Sam argues that the term “genocide” is being misused to describe the war in Gaza:

  • He defines genocide as an attempt to eradicate a people in whole or in part because they are that people.
  • He says that by this standard, Hamas is explicitly genocidal, citing its charter and its stated willingness to repeat October 7 “again and again.”
  • He insists that Israel’s conduct, however controversial or tragic, is not genocide because Israel:
    • warns civilians by text and phone
    • drops leaflets
    • opens humanitarian corridors
    • sends soldiers into danger rather than simply annihilating targets from the air

He also rejects the notion that high civilian casualties alone make something a genocide, saying that if the word is stretched to mean any war with severe collateral damage, then the language becomes meaningless.

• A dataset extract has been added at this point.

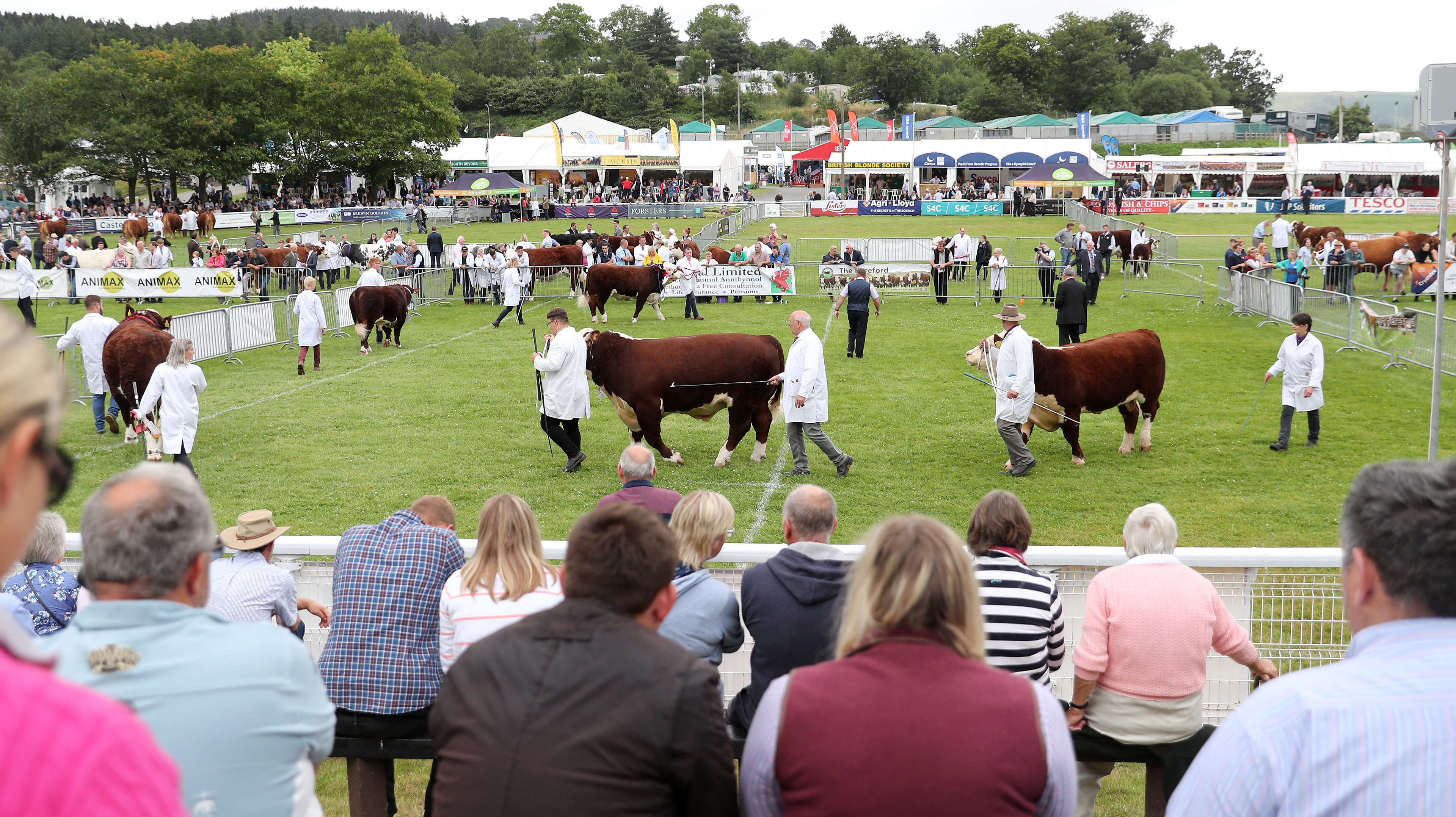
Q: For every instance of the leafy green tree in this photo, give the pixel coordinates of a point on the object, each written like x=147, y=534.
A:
x=893, y=70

Historical comparisons he uses

Sam cites two examples to distinguish war crimes from genocide:

  • The atomic bombings of Japan: horrific, possibly war crimes in some views, but not genocide
  • The Holocaust and the Rwandan genocide: examples of true eradication campaigns

He says the confusion around Gaza is being engineered by people who know exactly what they are doing, and he treats this as both a moral lie and a political danger.

Audience pushback

At one point, the live audience pushes back on his claim that the number of deaths “doesn’t matter” for genocide. Sam clarifies his point:

  • The issue is not the casualty count alone.
  • The issue is intent and whether there is an eradication project.

Main Takeaways

  • Sam is trying to build a real-name, low-noise online community for subscribers as an alternative to Reddit-style discourse.
  • He thinks he should have challenged Ben Shapiro more forcefully on Trump’s moral and political damage.
  • He is deeply alarmed by the mainstreaming of Hasan Piker and what it says about the left’s moral drift.
  • He argues that the term genocide is being misapplied to Gaza in a way that obscures real genocides and distorts political judgment.
  • His broader concern is that the Democratic Party may be normalizing extremist or unserious rhetoric at its own peril.

Notable Points of Emphasis

  • Real names matter in the new community because they may improve civility and accountability.
  • Presidents are not plumbers: character and judgment matter, not just policy outputs.
  • Islamism, more than antisemitism alone, is Sam’s long-running frame for understanding the broader conflict.
  • He views the current discourse around Gaza as not just mistaken, but morally and politically corrosive.